The term “channel” as used herein refers to any transmission medium, either tangible or intangible, which is used to communicate data or a data stream. The term “channel” may be synonymous with and/or equivalent to “communications channel,” “data communications channel,” “transmission channel,” “data transmission channel,” “access channel,” “data access channel,” “link,” “data link,” “carrier,” “radiofrequency carrier,” and/or any other like term denoting a pathway or medium through which data is communicated. Additionally, the term “link” as used herein refers to a connection between two devices through a RAT for the purpose of transmitting and receiving information.

The terms “instantiate,” “instantiation,” and the like as used herein refers to the creation of an instance. An “instance” also refers to a concrete occurrence of an object, which may occur, for example, during execution of program code.

The terms “coupled,” “communicatively coupled,” along with derivatives thereof are used herein. The term “coupled” may mean two or more elements are in direct physical or electrical contact with one another, may mean that two or more elements indirectly contact each other but still cooperate or interact with each other, and/or may mean that one or more other elements are coupled or connected between the elements that are said to be coupled with each other. The term “directly coupled” may mean that two or more elements are in direct contact with one another. The term “communicatively coupled” may mean that two or more elements may be in contact with one another by a means of communication including through a wire or other interconnect connection, through a wireless communication channel or link, and/or the like.

The term “information element” refers to a structural element containing one or more fields. The term “field” refers to individual contents of an information element, or a data element that contains content.

The term “SMTC” refers to an SSB-based measurement timing configuration configured by SSB-MeasurementTimingConflguration.

The term “SSB” refers to an SS/PBCH block.
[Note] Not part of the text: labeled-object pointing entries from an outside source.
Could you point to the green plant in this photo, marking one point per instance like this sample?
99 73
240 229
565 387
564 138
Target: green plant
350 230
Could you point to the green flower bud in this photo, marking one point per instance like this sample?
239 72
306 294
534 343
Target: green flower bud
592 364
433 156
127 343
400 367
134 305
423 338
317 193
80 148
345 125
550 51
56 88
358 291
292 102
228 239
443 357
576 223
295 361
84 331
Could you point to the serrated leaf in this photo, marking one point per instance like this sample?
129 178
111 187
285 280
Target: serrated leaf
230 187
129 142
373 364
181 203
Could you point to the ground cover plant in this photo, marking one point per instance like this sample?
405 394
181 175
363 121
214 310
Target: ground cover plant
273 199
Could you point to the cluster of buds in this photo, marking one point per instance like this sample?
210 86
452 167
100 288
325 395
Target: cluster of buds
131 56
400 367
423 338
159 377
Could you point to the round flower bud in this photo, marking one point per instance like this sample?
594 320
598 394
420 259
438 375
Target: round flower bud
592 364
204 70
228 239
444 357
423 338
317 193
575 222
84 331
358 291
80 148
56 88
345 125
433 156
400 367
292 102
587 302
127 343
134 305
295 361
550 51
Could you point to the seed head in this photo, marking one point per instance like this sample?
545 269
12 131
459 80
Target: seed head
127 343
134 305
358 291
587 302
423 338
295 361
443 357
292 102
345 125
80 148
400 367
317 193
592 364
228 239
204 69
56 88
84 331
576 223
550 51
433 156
The term “a “Primary Cell” refers to the MCG cell, operating on the primary frequency, in which the UE either performs the initial connection establishment procedure or initiates the connection re-establishment procedure.
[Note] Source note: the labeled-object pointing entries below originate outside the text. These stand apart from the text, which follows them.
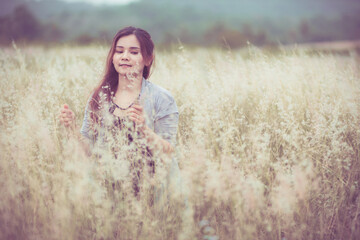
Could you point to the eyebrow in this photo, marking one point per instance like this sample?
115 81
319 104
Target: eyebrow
134 48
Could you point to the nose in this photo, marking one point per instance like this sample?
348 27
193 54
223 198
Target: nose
125 55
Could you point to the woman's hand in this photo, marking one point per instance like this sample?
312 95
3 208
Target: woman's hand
67 117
The term “Primary SCG Cell” refers to the SCG cell in which the UE performs random access when performing the Reconfiguration with Sync procedure for DC operation.

The term “Secondary Cell” refers to a cell providing additional radio resources on top of a Special Cell for a UE configured with CA.
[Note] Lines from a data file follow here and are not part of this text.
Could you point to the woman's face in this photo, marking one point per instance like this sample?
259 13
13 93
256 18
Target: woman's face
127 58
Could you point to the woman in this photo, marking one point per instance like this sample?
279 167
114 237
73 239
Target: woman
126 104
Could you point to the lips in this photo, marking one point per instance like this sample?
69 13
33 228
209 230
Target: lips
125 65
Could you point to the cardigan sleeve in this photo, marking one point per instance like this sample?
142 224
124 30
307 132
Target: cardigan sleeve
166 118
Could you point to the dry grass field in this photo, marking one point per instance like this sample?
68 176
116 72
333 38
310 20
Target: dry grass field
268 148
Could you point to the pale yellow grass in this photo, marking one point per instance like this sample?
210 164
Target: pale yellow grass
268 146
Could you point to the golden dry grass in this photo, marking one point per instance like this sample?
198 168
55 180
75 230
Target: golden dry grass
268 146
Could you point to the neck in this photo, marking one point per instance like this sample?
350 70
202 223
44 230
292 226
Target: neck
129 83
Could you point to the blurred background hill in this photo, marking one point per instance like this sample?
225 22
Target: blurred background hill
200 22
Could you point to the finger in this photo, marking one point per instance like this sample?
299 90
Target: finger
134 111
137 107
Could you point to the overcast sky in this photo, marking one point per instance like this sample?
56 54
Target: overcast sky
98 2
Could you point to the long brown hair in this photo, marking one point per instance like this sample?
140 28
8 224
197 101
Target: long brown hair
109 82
The term “Secondary Cell Group” refers to the subset of serving cells comprising the PSCell and zero or more secondary cells for a UE configured with DC. The term “Serving Cell” refers to the primary cell for a UE in RRC CONNECTED not configured with CA/DC there is only one serving cell comprising of the primary cell.

The term “serving cell” or “serving cells” refers to the set of cells comprising the Special Cell(s) and all secondary cells for a UE in RRC_CONNECTED configured with CA/.

The term “Special Cell” refers to the PCell of the MCG or the PSCell of the SCG for DC operation; otherwise, the term “Special Cell” refers to the Pcell.